Public relations professionals have the “singular ability” to change the way consumers feel about issues impacting the corporation, but they need to “elbow their way” to the top table if they want to have an impact on the business, Miller Coors’ chief communications and corporate affairs officer Adam Collins told attendees as PRovoke Global last week.

Collins was speaking during a discussion on “The Future of Corporate Comms and the Shift from Cost Center to Value Creator,” moderated by PRovoke’s Aarti Shah and sponsored by Edelman, whose US chief operating officer & corporate affairs practice chair Jim O’Leary joined the discussion and presented new research on the changing role of the CCO.

The new research updates a study released in 2014, and O’Leary reported significant changes. “Over the past 18 months we have seen a number of things—the pandemic, the social justice movement, and geopolitical forces—that have contributed to a shift in the perception of the function away from its perception as a support function and towards an important role as a business contributor and value center.”

Five years ago, O’Leary said, only about a third of CCOs reported to the CEO; today, that number is more than half.

In the past, Collins said, Molson Coors used to have a global structure and four separate business units, each of which decided for itself how to treat corporate communications, with the result that the function was often combined with—or reported into—the legal department. A recent reorganization meant that the global organization now has a chief communications officer who reports directly to the CEO.

“It’s a recognition within our business of the important role that communications plays in achieving success and contributing to the business,” he says. “Our CEO understands the power of communications. But it’s a mindset shift for the organization. They are not used to thinking about what PR does or the value we provide.

“We are not the Twitter people, we’rew not the people who take an organizational message and write it in a nice way. We have the singular ability to move our core audience to feel something, believe something, do something. That’s our role, and that’s where we we can help to deliver business results.”

Achieving that new role was “not a big challenge for me, because the CEO believes. But in many companies you have to elbow your way to the table, you have to help others to see the value in what you do. If they don’t perceive the value, it’s time to update your resume and go to work somewhere else.”

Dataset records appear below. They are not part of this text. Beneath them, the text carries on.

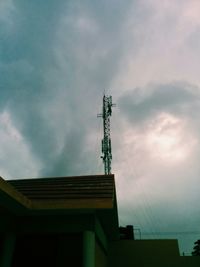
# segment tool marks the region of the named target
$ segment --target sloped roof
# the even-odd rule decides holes
[[[106,209],[116,198],[114,175],[1,178],[0,191],[29,209]]]
[[[110,238],[118,236],[114,175],[16,180],[0,177],[1,216],[56,218],[80,214],[97,216]]]

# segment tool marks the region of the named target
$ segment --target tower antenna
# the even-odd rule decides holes
[[[101,158],[104,163],[104,173],[111,174],[111,138],[110,138],[110,117],[112,115],[112,107],[116,106],[112,103],[112,96],[103,96],[103,112],[98,114],[97,117],[103,118],[103,139],[102,139],[102,154]]]

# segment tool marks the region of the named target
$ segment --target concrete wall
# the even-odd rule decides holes
[[[177,240],[119,240],[109,247],[109,267],[196,267],[200,257],[181,257]]]
[[[98,241],[95,244],[95,267],[107,267],[107,254]]]

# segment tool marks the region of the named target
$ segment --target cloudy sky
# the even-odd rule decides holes
[[[47,3],[48,2],[48,3]],[[104,91],[119,220],[200,238],[200,2],[1,0],[0,175],[103,173]]]

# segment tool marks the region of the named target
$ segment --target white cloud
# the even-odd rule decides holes
[[[37,177],[39,173],[40,163],[31,155],[8,111],[0,114],[0,166],[5,179]]]

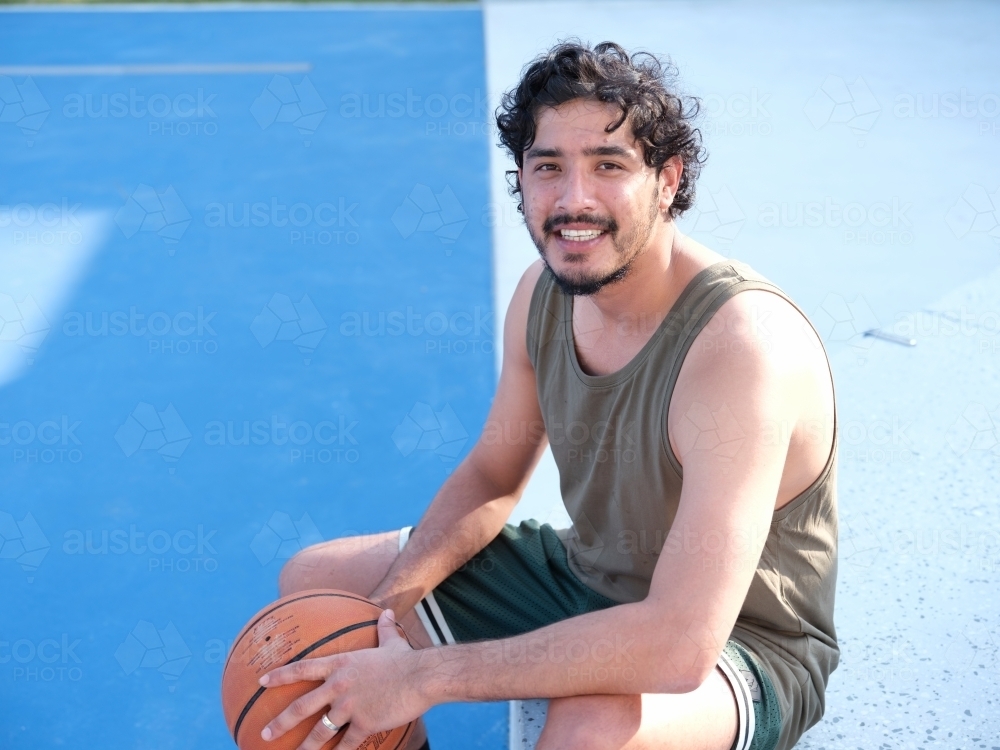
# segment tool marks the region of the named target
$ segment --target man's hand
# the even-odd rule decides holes
[[[347,724],[338,750],[356,750],[375,732],[403,726],[431,707],[417,684],[418,652],[396,630],[395,615],[385,610],[378,618],[378,648],[303,659],[268,672],[260,684],[272,688],[302,680],[322,680],[282,711],[261,732],[273,740],[326,709],[336,726]],[[334,736],[322,721],[299,750],[319,750]]]

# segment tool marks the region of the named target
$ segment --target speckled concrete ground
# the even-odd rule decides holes
[[[842,660],[802,747],[1000,746],[998,311],[995,272],[901,317],[913,348],[832,352]]]
[[[840,410],[840,668],[813,750],[1000,747],[1000,271],[830,341]],[[534,747],[545,703],[512,712]]]

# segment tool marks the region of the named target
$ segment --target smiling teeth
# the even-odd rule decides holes
[[[600,237],[603,231],[600,229],[563,229],[560,230],[559,234],[562,235],[564,240],[583,242],[584,240],[592,240],[595,237]]]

O’Leary said that Edelman’s research showed increasing convergence between communications and other management disciplines. On the diversity and inclusion front, for example, communicators are cooperating with human resources. On environmental, social and governance issues multiple disciplines are involved. “There are things that can’t be done in silos,” he said.

Looking at the factors driving change, O’Leary pointed to the increased importance of employee communications, driven in part by the need to keep people engaged during the lockdown, and in part by the social justice movement and its impact on diversity and inclusion as corporate priorities.

“Employees are a core audience for us,” said Collins, insisting that the emphasis on employee communications would persist after the pandemic. “If your own people don’t by into your vision of the future, if they don’t understand where the company is going or why it is investing in certain areas, if they don’t understand their role in the company’s success, how fired up are they going to be about coming into work.

“We have to continue to build belief among employees.”

O’Leary also pointed to the growing expectation for organizations to engage on social issues, and the need for companies to develop a framework that helps them decide which issues require engagement.

Said Collins: “Everything begins with an understanding of who you are and what you are trying to accomplish. If there is social unrest due to decades of racism coming to a head, what are your values and what do you want people to believe about you. If you don’t understand those things, you will end up with some bland statement that people will see through and that can worse than saying nothing.

“Communications has to be there as part of the decision making process. The right decision might get made anyway, but it won’t necessarily be an informed decision.”